Смирение должно преодолеть стыд суетного тщеславия, чтобы увидеть наше гнусное, изъязвленное Я таким, каково оно есть, обнаженным… благоговение должно преодолеть стыд холодности, вины по отношению к нашей цели, чтобы дать нам возможность снести ослепительное сияние его славы (GU1, 348–349).
Одна из главных черт апокалиптического пророчества в «Духе утопии» – как раз достижение этой общности душ, которые совершенно обнажены друг перед другом, чей разговор ничем не скован и не ограничен – это разговор тех, кто полностью отдает себя другим.
Такое общение Лукач и Блох отыскали именно в русской литературе. В 1940-е годы Эрих Ауэрбах, хороший знакомый Блоха, писал:
…Влияние Толстого и тем более Достоевского в Западной Европе было очень велико, и если начиная с последнего перед Первой мировой войной десятилетия во многих областях жизни… резко обострился моральный кризис и стало ощущаться предчувствие грядущих катастроф, то всему этому весьма существенно способствовало влияние реалистических писателей России [187].
Лукач особенно увлекался Достоевским [188]. Герои Достоевского появляются и в «Духе утопии» (на последних страницах Блох приводит обширную цитату из «Братьев Карамазовых» и обсуждает знаменитые слова Ивана о слезинке ребенка). У Блоха они становятся фигурами апокалипсиса, причем Иван Карамазов, не приемлющий «мира Божьего», – гностическим героем. «Россия зажжет сердце, а Германия – свет в глубинах обновленного человечества» (GU1, 302–303). Это мессианское томление предстает в «Теории романа» как поиск новой формы, способной «вскрыть и воссоздать потаенную тотальность жизни» [189]. Увидеть, внезапно ощутить эту нехватку могут только демонические личности, способные отречься «от психологических или социологических основ своего существования» [190], выйдя за пределы повседневного опыта и взяв на себя великие грехи мира, отрекшись от второй этики во имя первой.
«Апостолы из Гейдельберга» были заворожены таким прямолинейным и бескомпромиссным отношением к жизни. Лукач ассоциировал героев Достоевского с русскими террористами и анархистами (в частности, с Еленой Грабенко), а Блох – с деятелями средневековых религиозных сект (что не мешало слиянию этих исторических ассоциаций в единый гештальт – Мюнцер «вобрал в себя русского, внутреннего человека» (TM, 110)). Русская революционность была в то время ближе Лукачу и Блоху по сравнению, например, с французской, которую они считали слишком рассудочной, слишком близкой западной рационалистической культуре. Кроме того, на обоих мог оказать воздействие Владимир Соловьев, чьи труды переводились тогда на немецкий язык и популяризировались в Гейдельберге Федором Степуном и некоторыми другими философами из России. Рецепция русской философии у Лукача и Блоха еще ждет своих исследователей. В 1918 г. Блох не сомневался в том, что
иудеи и немцы должны оптикой нового провозглашения, измеряемой тысячекратными энергиями, эонами, вновь обозначить последнее, готическое, барочное, чтобы – объединившись в такой форме с Россией, этим третьим лоном ожидания, произведения на свет Бога и мессианизма – подготавливать абсолютное время (GU1, 332).

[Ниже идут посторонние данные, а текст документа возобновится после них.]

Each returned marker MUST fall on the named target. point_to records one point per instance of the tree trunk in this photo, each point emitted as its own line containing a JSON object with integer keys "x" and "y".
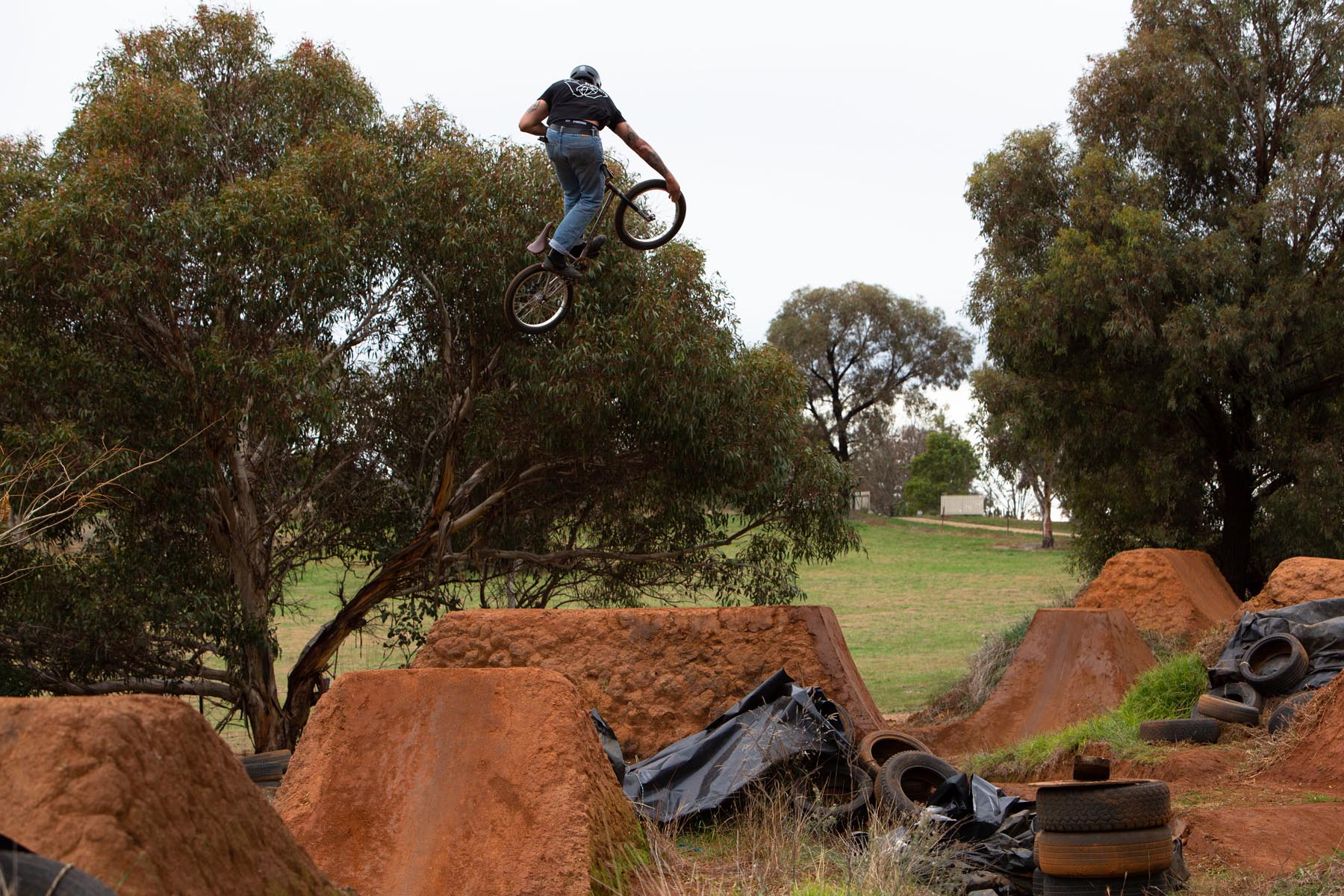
{"x": 1048, "y": 532}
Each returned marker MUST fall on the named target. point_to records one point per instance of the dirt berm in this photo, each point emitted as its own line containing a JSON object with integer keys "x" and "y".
{"x": 1073, "y": 664}
{"x": 1177, "y": 593}
{"x": 660, "y": 675}
{"x": 477, "y": 782}
{"x": 140, "y": 793}
{"x": 1297, "y": 581}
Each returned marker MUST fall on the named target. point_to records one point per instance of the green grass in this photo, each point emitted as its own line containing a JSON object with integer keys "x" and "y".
{"x": 1167, "y": 691}
{"x": 920, "y": 601}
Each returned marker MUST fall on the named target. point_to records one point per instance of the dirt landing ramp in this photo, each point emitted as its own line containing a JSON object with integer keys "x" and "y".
{"x": 1297, "y": 581}
{"x": 1177, "y": 593}
{"x": 1073, "y": 664}
{"x": 140, "y": 793}
{"x": 658, "y": 676}
{"x": 477, "y": 782}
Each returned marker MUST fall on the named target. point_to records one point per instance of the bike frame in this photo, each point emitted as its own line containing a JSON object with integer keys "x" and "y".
{"x": 611, "y": 193}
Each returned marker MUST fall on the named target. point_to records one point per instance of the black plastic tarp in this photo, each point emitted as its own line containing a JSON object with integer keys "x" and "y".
{"x": 771, "y": 726}
{"x": 1317, "y": 623}
{"x": 995, "y": 835}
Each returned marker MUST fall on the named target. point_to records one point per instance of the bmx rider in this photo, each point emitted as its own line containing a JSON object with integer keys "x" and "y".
{"x": 578, "y": 109}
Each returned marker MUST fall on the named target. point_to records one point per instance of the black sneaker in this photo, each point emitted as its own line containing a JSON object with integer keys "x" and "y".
{"x": 559, "y": 264}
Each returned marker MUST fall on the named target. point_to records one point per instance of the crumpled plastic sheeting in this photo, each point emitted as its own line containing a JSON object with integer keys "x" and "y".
{"x": 1317, "y": 623}
{"x": 774, "y": 723}
{"x": 995, "y": 828}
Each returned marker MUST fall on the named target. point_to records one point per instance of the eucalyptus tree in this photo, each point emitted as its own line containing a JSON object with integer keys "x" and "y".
{"x": 237, "y": 269}
{"x": 1164, "y": 287}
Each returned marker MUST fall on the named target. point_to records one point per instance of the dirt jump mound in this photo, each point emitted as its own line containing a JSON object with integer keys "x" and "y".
{"x": 140, "y": 793}
{"x": 1177, "y": 593}
{"x": 1073, "y": 664}
{"x": 660, "y": 675}
{"x": 1297, "y": 581}
{"x": 480, "y": 782}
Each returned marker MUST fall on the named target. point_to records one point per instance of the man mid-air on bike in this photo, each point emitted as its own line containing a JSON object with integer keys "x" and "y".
{"x": 578, "y": 111}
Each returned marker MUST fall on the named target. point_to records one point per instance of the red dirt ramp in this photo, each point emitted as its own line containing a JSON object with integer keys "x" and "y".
{"x": 1297, "y": 581}
{"x": 140, "y": 793}
{"x": 1073, "y": 664}
{"x": 1177, "y": 593}
{"x": 476, "y": 782}
{"x": 660, "y": 675}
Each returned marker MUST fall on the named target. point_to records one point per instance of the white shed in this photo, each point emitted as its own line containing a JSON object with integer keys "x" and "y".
{"x": 961, "y": 505}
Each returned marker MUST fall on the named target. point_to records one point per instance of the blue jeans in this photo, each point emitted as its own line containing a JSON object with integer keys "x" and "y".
{"x": 578, "y": 164}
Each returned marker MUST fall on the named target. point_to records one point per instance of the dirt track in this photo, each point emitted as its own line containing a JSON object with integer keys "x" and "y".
{"x": 1177, "y": 593}
{"x": 482, "y": 782}
{"x": 143, "y": 794}
{"x": 1073, "y": 664}
{"x": 659, "y": 675}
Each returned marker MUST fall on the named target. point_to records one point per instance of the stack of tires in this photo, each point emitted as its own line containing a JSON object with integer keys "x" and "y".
{"x": 1104, "y": 839}
{"x": 1272, "y": 667}
{"x": 889, "y": 768}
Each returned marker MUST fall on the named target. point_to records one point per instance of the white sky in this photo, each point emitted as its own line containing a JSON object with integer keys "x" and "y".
{"x": 816, "y": 143}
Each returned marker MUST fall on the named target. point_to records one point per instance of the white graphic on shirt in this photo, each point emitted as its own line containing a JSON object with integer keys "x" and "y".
{"x": 585, "y": 90}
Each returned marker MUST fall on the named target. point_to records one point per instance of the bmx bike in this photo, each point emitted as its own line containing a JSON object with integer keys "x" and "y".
{"x": 645, "y": 218}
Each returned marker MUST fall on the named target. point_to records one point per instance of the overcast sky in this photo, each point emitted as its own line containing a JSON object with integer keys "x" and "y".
{"x": 818, "y": 143}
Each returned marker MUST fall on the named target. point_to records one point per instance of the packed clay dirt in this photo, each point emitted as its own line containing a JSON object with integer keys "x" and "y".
{"x": 1073, "y": 664}
{"x": 140, "y": 793}
{"x": 1176, "y": 593}
{"x": 1297, "y": 581}
{"x": 660, "y": 675}
{"x": 483, "y": 782}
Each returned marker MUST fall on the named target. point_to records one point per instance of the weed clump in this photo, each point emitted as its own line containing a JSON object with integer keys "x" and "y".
{"x": 1167, "y": 691}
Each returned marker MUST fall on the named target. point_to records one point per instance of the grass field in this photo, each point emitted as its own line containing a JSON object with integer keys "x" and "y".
{"x": 913, "y": 605}
{"x": 918, "y": 601}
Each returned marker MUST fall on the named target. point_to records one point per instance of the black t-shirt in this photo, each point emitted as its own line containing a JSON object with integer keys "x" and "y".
{"x": 581, "y": 101}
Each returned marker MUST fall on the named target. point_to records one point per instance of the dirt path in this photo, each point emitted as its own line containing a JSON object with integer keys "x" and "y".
{"x": 930, "y": 520}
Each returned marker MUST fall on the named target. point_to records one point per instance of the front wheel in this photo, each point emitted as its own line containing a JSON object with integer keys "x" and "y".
{"x": 538, "y": 300}
{"x": 650, "y": 218}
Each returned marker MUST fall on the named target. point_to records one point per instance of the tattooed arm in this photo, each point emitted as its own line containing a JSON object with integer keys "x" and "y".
{"x": 641, "y": 147}
{"x": 532, "y": 120}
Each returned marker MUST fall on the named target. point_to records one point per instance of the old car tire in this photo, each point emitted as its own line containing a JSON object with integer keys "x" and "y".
{"x": 1213, "y": 707}
{"x": 267, "y": 766}
{"x": 1119, "y": 806}
{"x": 1275, "y": 664}
{"x": 1203, "y": 731}
{"x": 31, "y": 875}
{"x": 1128, "y": 886}
{"x": 1283, "y": 716}
{"x": 838, "y": 790}
{"x": 909, "y": 780}
{"x": 880, "y": 746}
{"x": 1241, "y": 692}
{"x": 1110, "y": 853}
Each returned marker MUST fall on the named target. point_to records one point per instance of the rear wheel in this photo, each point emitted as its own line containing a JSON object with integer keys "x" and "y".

Следы чтения Соловьева присутствуют не только у Лукача, но и – пусть весьма гипотетически – у Блоха: «Последнее, что вообще ожидает человека [за пределами всякого мира и в вечной жизни], по облику и сущности своей есть женщина» (GU2, 266) [191].
Отношение Лукача к понятийному инструментарию Блоха остается двойственным. С одной стороны, само наличие утопических чаяний признается неотъемлемой чертой всякой философии. На первых же страницах «Теории романа» при описании «замкнутых культур» сказано:
…Нет у блаженных времен философии или, что то же самое, в такие времена все люди являются философами, преследующими, как во всякой философии, утопическую цель. Ибо… в чем состоит проблема трансцендентального места, как не в том, чтобы возвести всякое движение, вырвавшееся из незримых глубин, к форме, ему неведомой, но извечной, обрядившей его в спасительную символику? [192].
Да и сам роман есть всегда некое движение, стремление к разрешению противоречий, и в этом смысле обладает утопической динамикой – «внутренняя форма романа представляет собой… процесс движения проблематичного индивида к самому себе» [193]. Кроме того, в своей ранней «Эстетике» Лукач – очевидно, под воздействием Блоха – описывает совершенное произведение искусства как реализовавшуюся утопию [194].